The Energy Supply Taskforce set up by Liz Truss during her brief premiership is being scrapped as ministers abandon a plan to intervene directly in global gas markets.
The Energy Supply Taskforce set up by Liz Truss during her brief premiership is being scrapped as ministers abandon a plan to intervene directly in global gas markets,
Rishi Sunak has abandoned his predecessor's plan to intervene in global energy markets by spending billions of pounds on foreign gas imports.
Sky News has learnt that Liz Truss's Energy Supply Taskforce (EST), which was launched in September, is being scrapped.
Headed by Madelaine McTernan, who was director-general of the government's COVID
Taskforce, the energy supply initiative was set up to strike long-term deals aimed at bolstering Britain's domestic energy security.
It came after the turmoil in energy markets triggered by Vladimir Putin's invasion of Ukraine sparked record prices for British consumers, exacerbating the cost-of-living crisis.
Industry sources said this weekend that locking taxpayers into long-term contracts potentially lasting up to 20 years at current high prices had been rejected by Mr Sunak's team.
In a statement in early September, Ms Truss's administration said the EST had "begun negotiations with domestic and international suppliers to agree long-term contracts that reduce the price they charge for energy and increase the security of [UK] supply".
Ms Truss's aides described it at the time as a flagship reform which underlined her determination to get a grip on the UK's energy crisis.
In mid-October, Sky News revealed that Whitehall officials were in talks with US-based companies including Cheniere and Venture Global, both of which are big players in the liquefied natural gas sector.
One insider said the government had been in talks with "a broad range" of potential suppliers.
Ms Truss's ill-fated premiership ended just weeks later, however, prompting a review by her successor of her plan to intervene in energy markets.
Responding this weekend to an enquiry from Sky News, a government spokesman said: "While the government is continuing these efforts and remains completely committed to strengthening our energy resilience, we have concluded that direct purchases of gas are not the best intervention in the market."
Earlier this month, Mr Sunak and the US President Joe Biden
unveiled the UK-US Energy Security and Affordability Partnership, an initiative that both governments said would focus on reducing dependence on Russian energy exports.
A Whitehall source said on Saturday: "Winding down the taskforce is the right decision - while it was sensible in September for the previous administration to explore these contracts, locking-in long term contracts while gas prices are this high just doesn't make sense.

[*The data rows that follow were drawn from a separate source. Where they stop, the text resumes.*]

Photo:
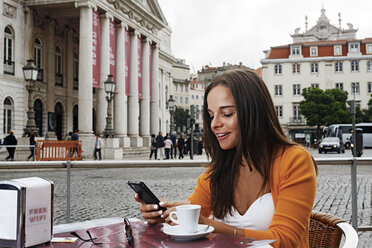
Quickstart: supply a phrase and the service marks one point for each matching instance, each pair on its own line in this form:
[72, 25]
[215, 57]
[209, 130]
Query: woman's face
[224, 120]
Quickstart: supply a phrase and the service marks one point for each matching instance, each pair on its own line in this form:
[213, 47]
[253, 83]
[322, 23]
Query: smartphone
[145, 193]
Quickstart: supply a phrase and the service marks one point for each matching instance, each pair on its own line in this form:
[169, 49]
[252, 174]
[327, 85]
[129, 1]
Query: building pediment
[324, 30]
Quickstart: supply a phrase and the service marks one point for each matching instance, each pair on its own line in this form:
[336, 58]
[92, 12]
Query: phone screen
[145, 193]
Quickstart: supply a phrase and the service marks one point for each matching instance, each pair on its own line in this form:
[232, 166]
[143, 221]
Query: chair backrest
[324, 231]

"It was also only ever just one option on the table - there's a whole range of other actions we're taking now to boost the UK's energy resilience, including a new £1bn energy efficiency scheme, financial backing for Sizewell C and reintroducing the Energy Security Bill to parliament."
Nevertheless, the decision not to press ahead with Ms Truss's plan will raise renewed questions about the country's long-term energy security.
Earlier this month, ministers approved the Government Investment Decision to commit £700m to the development of the Sizewell C nuclear power station.
British imports of LNG accounted for 17% of the gas supplied to the UK through production and imports last year, according to data published by the Department for Business, Energy and Industrial Strategy.
The government has also acknowledged in recent months that it has been seeking long-term deals with foreign states understood to include Norway and Qatar - sparking concerns that Britain would pay a 'security premium' in exchange for guaranteed supplies.
The decision to disband the energy taskforce comes as Jeremy Hunt, the chancellor, is reported to be contemplating extending energy bill subsidies beyond the original March deadline.
Companies in numerous sectors including hospitality have complained that energy costs combined with broader inflationary pressures and souring consumer sentiment have left them on the brink of ruin.